Stone contacted several members of its staff on Oct. 21, asking them to "remove all URL and titles/products containing our trademark immediately," according to emails DNAinfo acquired from a Jukin company spokesperson.
Jukin is standing on solid ground, the company says.
"With respect to your trademark claims ... it appears that both registrations ... are limited to the description of 'computer application software for computers and mobile phones, namely, software for identifying restaurant cleanliness and health,' which does not relate in any manner to the above-referenced video," wrote Joe Moschella, the head of business and legal affairs at Jukin.

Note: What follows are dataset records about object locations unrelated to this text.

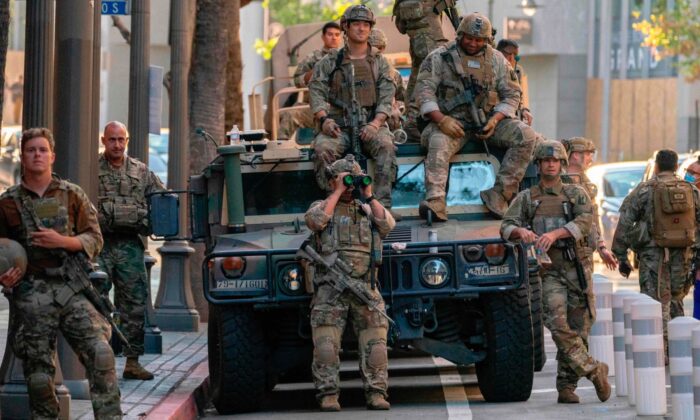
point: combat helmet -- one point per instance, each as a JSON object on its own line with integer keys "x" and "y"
{"x": 476, "y": 25}
{"x": 579, "y": 144}
{"x": 12, "y": 254}
{"x": 347, "y": 164}
{"x": 377, "y": 38}
{"x": 358, "y": 12}
{"x": 551, "y": 148}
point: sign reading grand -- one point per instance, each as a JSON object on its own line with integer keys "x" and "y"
{"x": 117, "y": 7}
{"x": 518, "y": 29}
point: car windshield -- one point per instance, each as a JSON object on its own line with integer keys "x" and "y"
{"x": 620, "y": 183}
{"x": 465, "y": 182}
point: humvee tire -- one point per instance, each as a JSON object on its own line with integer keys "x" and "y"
{"x": 507, "y": 372}
{"x": 539, "y": 354}
{"x": 237, "y": 359}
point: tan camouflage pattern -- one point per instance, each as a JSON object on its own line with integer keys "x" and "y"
{"x": 438, "y": 76}
{"x": 349, "y": 235}
{"x": 565, "y": 313}
{"x": 37, "y": 318}
{"x": 663, "y": 279}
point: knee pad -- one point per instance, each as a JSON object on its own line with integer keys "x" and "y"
{"x": 376, "y": 354}
{"x": 40, "y": 387}
{"x": 104, "y": 357}
{"x": 326, "y": 350}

Stone's efforts to protect his trademark may be at odds with another law called the Digital Millennium Copyright Act.
The DMCA, passed by lawmakers in 1998, protects online service providers from liability for copyright infringement. It requires the providers to immediately remove any material that a copyright holder claims, in a "takedown notice," is encroaching on his ownership rights. However, a phrase like "Pizza Rat" can't be copyrighted because the law doesn't protect names, titles, phrases or short expressions.
Sending out copyright infringement notices to websites when they're not actually infringing a copyright makes an accuser "liable for any damages, including costs and attorneys’ fees, incurred by the alleged infringer," according to the DMCA.
When DNAinfo asked Stone about the caveat via email, his response was to write that his lawyers were "in caucus and not going to comment on our legal position."
Stone may be working to protect his rights as rigorously as he can, but that doesn't mean he's lost his sense of humor about the viral vermin that allegedly threatens them. He told DNAinfo he was planning on dressing as the Pizza Rat from Jukin's video this Halloween: "I’m going to make my own costume of course," he said. "I thought handing out pizza as Pizza Rat would be a good thing, so I'm going to get some pies and see how long they last me."
Imagine it: Pizza Rat as the mascot for a pizzeria that brings your pies to you. "Pizza Rat," in the opinion of David Linderman, group creative director at the Brooklyn-based advertising agency Huge, "would make a much better pizza delivery service [than an app.] If you had a pizza delivery service right now called 'Pizza Rat,' you would just kill it."